Tras el breve desayuno se dedica a observar el crecimiento del tráfico matutino. Veraneantes en su camino a la costa, comerciantes disponiéndose a otra jornada eterna de turistas mal bronceados, y algún que otro trasnochado que se dispone por fin a acariciar el lomo de Fobétor, el que aterroriza.
Su cámara fotográfica, su órgano vital, yace junto a la taza de café, cuya borra ya descansa a la sombra. Con un paño de microfibra, Andrés retoca el lente de cincuenta milímetros que ha usado en la playa para retratar familias haciendo poses ridículas a orillas del Mar Argentino. Aunque ha ahorrado lo suficiente trabajando en casamientos y bautizos, ni le sobra, ni le parece erróneo recuperar lo perdido.
De su estado absorto lo rescata Hernán, su amigo factótum que desde hace unos meses vive en Mar de Ajó. Tiene en la localidad lindera un hogar familiar y una agenda nutrida de locatarios con cueritos deshechos y flexibles que gotean. Desde que Andrés vacaciona en San Bernardo lo acompaña en el desayuno.
Con su mano derecha libre, y sosteniendo una bolsa de herramientas con la izquierda, toma una medialuna de grasa (salada en el dialecto local) y se la lleva al buche.

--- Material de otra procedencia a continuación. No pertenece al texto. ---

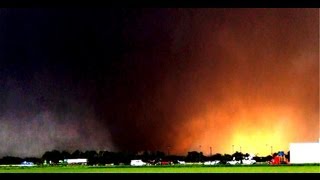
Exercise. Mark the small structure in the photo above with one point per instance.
(137, 162)
(76, 161)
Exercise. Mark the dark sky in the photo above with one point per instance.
(148, 79)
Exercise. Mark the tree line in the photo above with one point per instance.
(116, 158)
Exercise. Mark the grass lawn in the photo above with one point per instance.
(169, 169)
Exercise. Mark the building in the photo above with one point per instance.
(76, 161)
(304, 153)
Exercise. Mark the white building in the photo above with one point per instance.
(76, 161)
(304, 153)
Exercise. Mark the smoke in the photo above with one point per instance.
(34, 122)
(163, 79)
(253, 80)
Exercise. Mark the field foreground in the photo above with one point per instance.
(168, 169)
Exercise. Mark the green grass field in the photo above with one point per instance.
(169, 169)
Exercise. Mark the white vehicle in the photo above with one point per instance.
(137, 163)
(233, 162)
(181, 162)
(248, 160)
(211, 162)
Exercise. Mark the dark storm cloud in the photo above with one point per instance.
(152, 78)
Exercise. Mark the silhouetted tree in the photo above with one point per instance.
(65, 155)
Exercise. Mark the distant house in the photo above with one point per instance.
(76, 161)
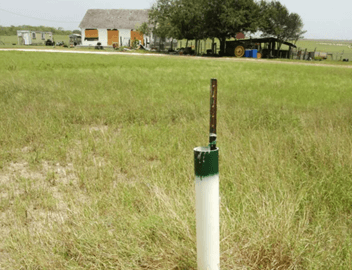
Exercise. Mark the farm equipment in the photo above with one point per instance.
(266, 47)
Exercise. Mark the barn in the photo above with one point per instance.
(28, 37)
(109, 26)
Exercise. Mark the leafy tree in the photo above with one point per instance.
(278, 22)
(200, 19)
(225, 18)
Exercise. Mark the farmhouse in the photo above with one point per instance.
(28, 37)
(109, 26)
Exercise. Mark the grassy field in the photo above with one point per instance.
(10, 40)
(340, 49)
(96, 162)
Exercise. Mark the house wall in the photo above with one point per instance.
(102, 38)
(125, 37)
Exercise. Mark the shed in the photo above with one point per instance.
(109, 26)
(29, 37)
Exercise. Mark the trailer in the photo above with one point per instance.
(29, 37)
(266, 48)
(75, 39)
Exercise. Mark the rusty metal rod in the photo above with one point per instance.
(213, 107)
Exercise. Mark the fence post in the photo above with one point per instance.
(206, 167)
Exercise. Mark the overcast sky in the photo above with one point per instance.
(322, 19)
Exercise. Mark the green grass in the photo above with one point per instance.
(96, 158)
(339, 49)
(10, 40)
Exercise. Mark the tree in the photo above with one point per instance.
(144, 29)
(225, 18)
(160, 18)
(278, 22)
(200, 19)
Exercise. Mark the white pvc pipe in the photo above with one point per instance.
(207, 220)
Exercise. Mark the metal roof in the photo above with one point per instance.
(114, 18)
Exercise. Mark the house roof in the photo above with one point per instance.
(114, 18)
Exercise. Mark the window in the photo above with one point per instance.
(91, 35)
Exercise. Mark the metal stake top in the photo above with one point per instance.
(213, 107)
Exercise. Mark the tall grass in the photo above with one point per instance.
(96, 162)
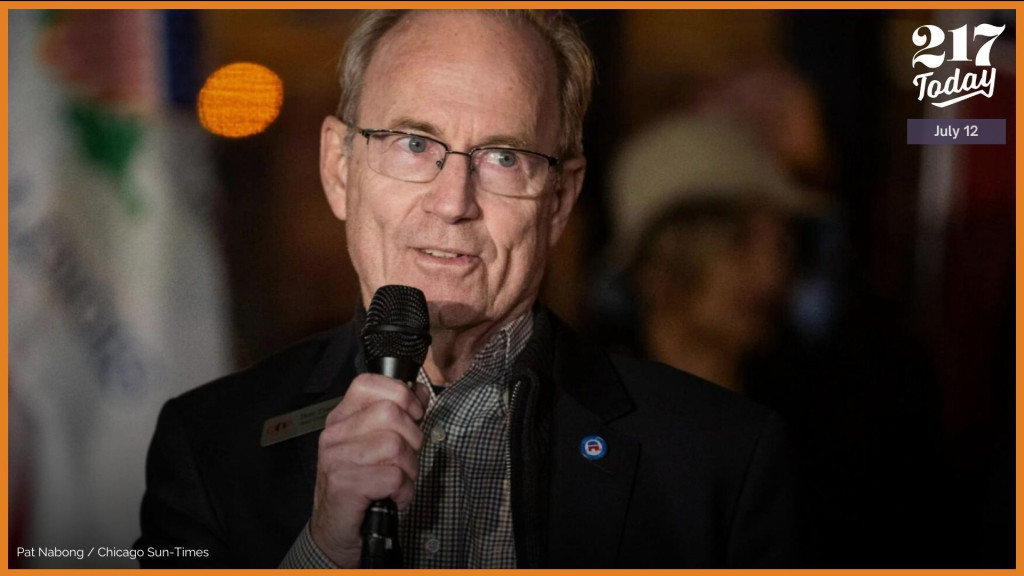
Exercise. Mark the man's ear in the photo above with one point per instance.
(334, 164)
(566, 191)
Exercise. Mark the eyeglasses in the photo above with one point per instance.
(415, 158)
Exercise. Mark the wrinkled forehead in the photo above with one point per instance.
(467, 60)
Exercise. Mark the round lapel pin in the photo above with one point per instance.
(593, 447)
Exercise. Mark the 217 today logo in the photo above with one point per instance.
(954, 88)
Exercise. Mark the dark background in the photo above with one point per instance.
(903, 403)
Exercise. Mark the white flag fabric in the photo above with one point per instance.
(116, 285)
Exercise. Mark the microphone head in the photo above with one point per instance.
(397, 325)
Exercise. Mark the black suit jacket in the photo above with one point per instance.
(693, 476)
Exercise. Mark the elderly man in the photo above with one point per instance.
(455, 161)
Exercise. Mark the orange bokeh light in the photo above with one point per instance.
(240, 99)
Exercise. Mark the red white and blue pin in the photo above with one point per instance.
(593, 447)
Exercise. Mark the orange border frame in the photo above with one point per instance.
(1019, 240)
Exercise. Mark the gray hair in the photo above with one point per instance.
(572, 58)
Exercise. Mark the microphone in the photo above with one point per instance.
(395, 338)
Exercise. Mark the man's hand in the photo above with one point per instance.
(368, 451)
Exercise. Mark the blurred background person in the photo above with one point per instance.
(707, 238)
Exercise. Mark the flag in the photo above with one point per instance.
(116, 285)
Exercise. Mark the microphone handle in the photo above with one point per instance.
(380, 525)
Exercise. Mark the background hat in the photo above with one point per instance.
(687, 158)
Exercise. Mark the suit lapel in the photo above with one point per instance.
(589, 498)
(330, 379)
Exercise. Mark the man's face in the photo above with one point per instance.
(468, 80)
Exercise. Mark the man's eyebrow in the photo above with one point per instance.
(429, 129)
(406, 123)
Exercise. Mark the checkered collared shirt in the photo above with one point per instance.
(461, 516)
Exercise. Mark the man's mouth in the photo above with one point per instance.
(440, 253)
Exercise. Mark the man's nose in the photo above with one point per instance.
(453, 196)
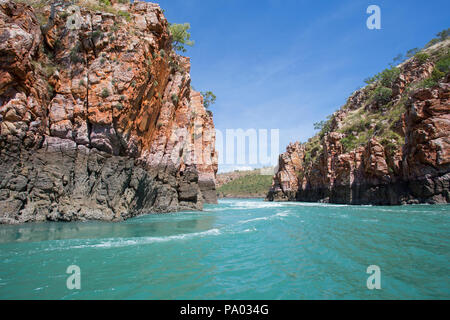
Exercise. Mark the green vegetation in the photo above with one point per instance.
(251, 184)
(209, 98)
(180, 36)
(382, 95)
(387, 77)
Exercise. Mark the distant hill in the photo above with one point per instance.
(243, 184)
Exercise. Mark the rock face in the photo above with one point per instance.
(97, 117)
(416, 171)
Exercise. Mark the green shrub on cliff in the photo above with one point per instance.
(180, 36)
(382, 95)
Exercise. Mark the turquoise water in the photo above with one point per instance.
(239, 249)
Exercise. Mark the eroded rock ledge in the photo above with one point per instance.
(99, 122)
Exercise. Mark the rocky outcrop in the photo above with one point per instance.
(97, 117)
(416, 171)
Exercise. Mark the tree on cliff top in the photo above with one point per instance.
(180, 36)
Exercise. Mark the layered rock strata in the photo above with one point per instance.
(415, 171)
(97, 116)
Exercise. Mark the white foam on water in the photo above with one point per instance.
(124, 242)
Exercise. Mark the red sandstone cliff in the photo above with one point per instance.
(377, 169)
(98, 121)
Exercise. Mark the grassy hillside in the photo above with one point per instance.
(377, 114)
(248, 184)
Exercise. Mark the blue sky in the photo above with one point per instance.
(286, 64)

-Vamos- dice sin más. Y van.
La playa todavía está ancha antes del cambio del mediodía y la puebla un puñado de aldeanos conocedores de la industria del sol y alérgicos a los viajantes. Volverán al ocaso como un círculo por completar.
-¿Cómo estás hoy Andrés?
-Igual que ayer. Y que mañana.
Andrés aprovecha a hacer unas fotos del muelle lejano. Al observarlas en la pantalla de su Canon, decide que quiere cambiar el lente y busca en su bolso. Tras el reemplazo, resume la faena artística sin oír ni una palabra de lo que murmulla su amigo.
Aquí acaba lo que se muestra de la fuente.